Après avoir entendu au cours de l'audience publique :
- le rapport de Mme Djebiri, première conseillère ;
- et les observations de Me Petit pour M. et Mme D... ;
Considérant ce qui suit :
1. Les requêtes présentées par M. et Mme D..., membres d'une même famille, ont fait l'objet d'une instruction commune. Par suite, il y a lieu de les joindre pour statuer par un seul jugement.
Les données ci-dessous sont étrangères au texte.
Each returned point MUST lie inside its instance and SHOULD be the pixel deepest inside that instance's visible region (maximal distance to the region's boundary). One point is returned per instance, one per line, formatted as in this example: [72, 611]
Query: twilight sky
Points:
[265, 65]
2. M. et Mme D..., ressortissants arméniens nés respectivement en 1980 et 1982, relèvent appel du jugement du 9 août 2022 par lequel le tribunal administratif de Lyon a rejeté leurs demandes d'annulation des arrêtés du 14 mars 2022 du préfet du Rhône leur refusant un titre de séjour leur faisant obligation de quitter le territoire français dans un délai de quatre-vingt-dix jours, fixant la destination d'éloignement en cas de non-respect de ce délai de départ volontaire et leur interdisant le retour sur le territoire français pour une durée de vingt-quatre mois, ainsi que leur demande d'annulation des décisions implicites de rejet de leur recours gracieux.
3. Aux termes de l'article 8 de la convention européenne de sauvegarde des droits de l'homme et des libertés fondamentales : " 1° Toute personne a droit au respect de sa vie privée et familiale, de son domicile et de sa correspondance. - 2° Il ne peut y avoir ingérence d'une autorité publique dans l'exercice de ce droit que pour autant que cette ingérence est prévue par la loi et qu'elle constitue une mesure qui, dans une société démocratique, est nécessaire à la sécurité nationale, à la sûreté publique, au bien-être économique du pays, à la défense de l'ordre et à la prévention des infractions pénales, à la protection de la santé ou de la morale ou à la protection des droits et libertés d'autrui. "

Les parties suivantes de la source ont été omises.